The act requires prosecutors to establish "probable cause" that an American is a foreign agent in order to obtain a wiretap or search warrant, and allows the defense to challenge the legality of such wiretaps or warrants.
But the lower courts have ruled that evidence used by the government to obtain a FISA warrant or wiretap can remain secret. "That's the great Kafkaesque irony of the statute," said Lawrence S. Robbins of Mayer, Brown & Platt, one of the attorneys who filed the latest appeal. "We're allowed to challenge [the evidence], but we're not allowed to know what it is."
While Squillacote and Stand were convicted in 1998 of spying for East Germany, Robbins said, East Germany no longer existed when the government obtained a FISA warrant and began intercepting their communications. Robbins asked, what foreign power were they agents for?
He's been waiting for years to see the evidence -- and now has to wait some more after the Supreme Court announced Monday, without explanation, that it had decided against hearing the appeal.
"So far," Robbins said, "I keep losing -- without ever getting in the game."
CACHERIS CONSULT: Plato Cacheris, the attorney who defended CIA spy Aldrich H. Ames and is now representing accused FBI spy Robert P. Hanssen, is among a group of American and British lawyers reviewing the conviction of a Libyan intelligence operative by a three-judge Scottish panel earlier this year for the 1988 bombing of Pan Am Flight 103.
Cacheris says he and the other lawyers have been retained by a British solicitor representing Abdel Basset Ali Megrahi. Their wisdom on possible grounds for appeal will be passed to Megrahi's Scottish defense team.
"I'm about three steps removed," Cacheris said.
DISPUTED IMAGE: Government officials are still at odds with outside analysts over what to make of a commercial satellite image taken on April 9 of the damaged Navy EP-3 forced to land at a Chinese air base after a collision with a Chinese fighter. The image appeared to show that a large portion of the right rear fuselage had been disassembled.

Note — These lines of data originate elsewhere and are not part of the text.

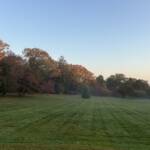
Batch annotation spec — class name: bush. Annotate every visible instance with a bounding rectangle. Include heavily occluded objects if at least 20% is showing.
[81,86,91,99]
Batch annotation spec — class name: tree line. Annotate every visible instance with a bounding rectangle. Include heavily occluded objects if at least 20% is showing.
[0,40,150,97]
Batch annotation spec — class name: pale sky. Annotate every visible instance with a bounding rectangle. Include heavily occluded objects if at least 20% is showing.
[0,0,150,81]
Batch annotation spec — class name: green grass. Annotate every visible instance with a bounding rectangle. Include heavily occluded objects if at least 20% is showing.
[0,95,150,150]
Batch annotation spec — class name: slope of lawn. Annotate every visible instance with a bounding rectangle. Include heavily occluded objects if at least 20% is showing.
[0,95,150,150]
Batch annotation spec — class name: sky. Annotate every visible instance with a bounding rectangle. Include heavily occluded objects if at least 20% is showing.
[0,0,150,81]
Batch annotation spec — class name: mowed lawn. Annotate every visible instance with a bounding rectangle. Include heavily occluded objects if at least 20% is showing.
[0,95,150,150]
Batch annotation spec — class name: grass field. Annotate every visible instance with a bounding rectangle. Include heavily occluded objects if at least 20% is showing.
[0,95,150,150]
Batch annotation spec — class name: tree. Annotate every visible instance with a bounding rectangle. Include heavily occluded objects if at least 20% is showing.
[106,74,126,92]
[0,40,9,60]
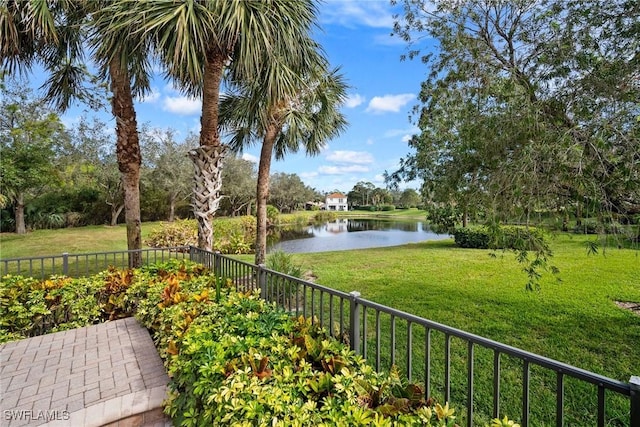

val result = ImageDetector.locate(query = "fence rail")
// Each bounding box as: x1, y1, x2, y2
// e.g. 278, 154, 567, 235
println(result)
191, 247, 640, 427
0, 247, 640, 427
0, 246, 190, 279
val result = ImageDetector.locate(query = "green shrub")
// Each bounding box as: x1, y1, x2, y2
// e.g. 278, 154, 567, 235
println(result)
144, 219, 198, 248
0, 260, 512, 426
267, 205, 280, 225
453, 227, 491, 249
145, 215, 256, 254
426, 205, 462, 231
313, 211, 338, 223
453, 225, 547, 251
0, 275, 119, 342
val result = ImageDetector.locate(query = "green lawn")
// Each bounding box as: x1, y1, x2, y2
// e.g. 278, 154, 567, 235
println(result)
0, 224, 640, 425
296, 235, 640, 426
297, 235, 640, 381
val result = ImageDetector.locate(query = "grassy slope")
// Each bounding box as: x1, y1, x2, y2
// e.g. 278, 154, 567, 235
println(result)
298, 236, 640, 381
0, 222, 165, 258
0, 217, 640, 380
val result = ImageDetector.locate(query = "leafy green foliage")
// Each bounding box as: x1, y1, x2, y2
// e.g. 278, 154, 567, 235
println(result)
453, 226, 547, 251
0, 276, 102, 342
388, 0, 640, 254
454, 225, 559, 290
313, 211, 338, 224
0, 260, 520, 426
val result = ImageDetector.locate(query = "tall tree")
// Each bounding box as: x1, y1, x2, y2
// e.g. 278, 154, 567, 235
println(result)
394, 0, 640, 231
140, 127, 197, 222
0, 84, 67, 234
0, 0, 150, 267
113, 0, 316, 250
221, 155, 258, 216
220, 62, 347, 264
268, 173, 314, 212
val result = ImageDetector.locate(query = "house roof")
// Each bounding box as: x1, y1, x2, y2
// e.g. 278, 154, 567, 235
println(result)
327, 193, 347, 199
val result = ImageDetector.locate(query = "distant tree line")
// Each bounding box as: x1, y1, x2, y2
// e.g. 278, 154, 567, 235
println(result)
347, 181, 422, 210
387, 0, 640, 234
0, 86, 323, 233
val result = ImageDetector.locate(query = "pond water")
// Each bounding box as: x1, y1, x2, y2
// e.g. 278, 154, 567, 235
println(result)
267, 218, 450, 253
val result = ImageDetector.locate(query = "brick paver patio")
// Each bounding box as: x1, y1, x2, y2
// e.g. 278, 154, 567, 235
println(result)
0, 317, 170, 427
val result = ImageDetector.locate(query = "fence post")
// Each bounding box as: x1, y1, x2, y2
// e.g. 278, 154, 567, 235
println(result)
258, 264, 267, 301
62, 252, 69, 276
629, 376, 640, 426
213, 251, 222, 277
349, 291, 361, 354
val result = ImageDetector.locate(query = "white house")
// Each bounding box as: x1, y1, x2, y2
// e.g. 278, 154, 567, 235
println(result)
324, 193, 349, 211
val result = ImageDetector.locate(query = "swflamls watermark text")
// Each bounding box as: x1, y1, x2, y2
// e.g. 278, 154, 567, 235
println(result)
2, 409, 70, 421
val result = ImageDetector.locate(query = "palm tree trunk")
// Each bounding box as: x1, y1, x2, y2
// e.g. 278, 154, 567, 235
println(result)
169, 193, 178, 222
189, 49, 225, 251
255, 124, 279, 265
109, 56, 142, 268
189, 146, 225, 251
15, 191, 27, 234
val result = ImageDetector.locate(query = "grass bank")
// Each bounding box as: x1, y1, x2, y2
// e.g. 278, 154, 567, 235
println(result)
296, 235, 640, 381
1, 223, 640, 425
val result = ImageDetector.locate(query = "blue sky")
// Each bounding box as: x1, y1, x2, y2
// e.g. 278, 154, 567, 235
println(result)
58, 0, 428, 192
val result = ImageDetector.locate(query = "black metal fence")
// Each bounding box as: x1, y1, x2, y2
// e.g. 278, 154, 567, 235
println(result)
0, 247, 640, 427
0, 246, 189, 279
191, 247, 640, 427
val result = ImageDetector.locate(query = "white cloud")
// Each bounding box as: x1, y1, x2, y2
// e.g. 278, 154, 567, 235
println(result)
320, 0, 393, 28
242, 153, 260, 164
344, 93, 366, 108
384, 126, 420, 138
318, 165, 369, 175
298, 172, 318, 179
373, 174, 384, 184
367, 93, 416, 114
162, 96, 202, 116
373, 32, 407, 46
138, 87, 161, 104
327, 151, 373, 165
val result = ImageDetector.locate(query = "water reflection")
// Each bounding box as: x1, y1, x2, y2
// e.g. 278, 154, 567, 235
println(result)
269, 218, 449, 253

Since later images produced by both U.S. spy satellites and Space Imaging Inc.'s Ikonos satellite show the fuselage intact, one government official speculated publicly that Space Imaging may have mistakenly manipulated the photo to produce an illusion that a chunk of the fuselage was gone.
John Pike, a defense and intelligence analyst who is director of Global Security.org, doesn't believe that Space Imaging monkeyed around with the picture. The missing "chunk" of the fuselage might have been an "optical illusion," or possibly a tarp draped over that part of the plane.
But whatever the explanation, Pike said, Space Imaging's ability to produce a series of four pictures of the plane in a denied area represents "a significant turning point in the history of news gathering -- that you would have this independent source of information for an event like this."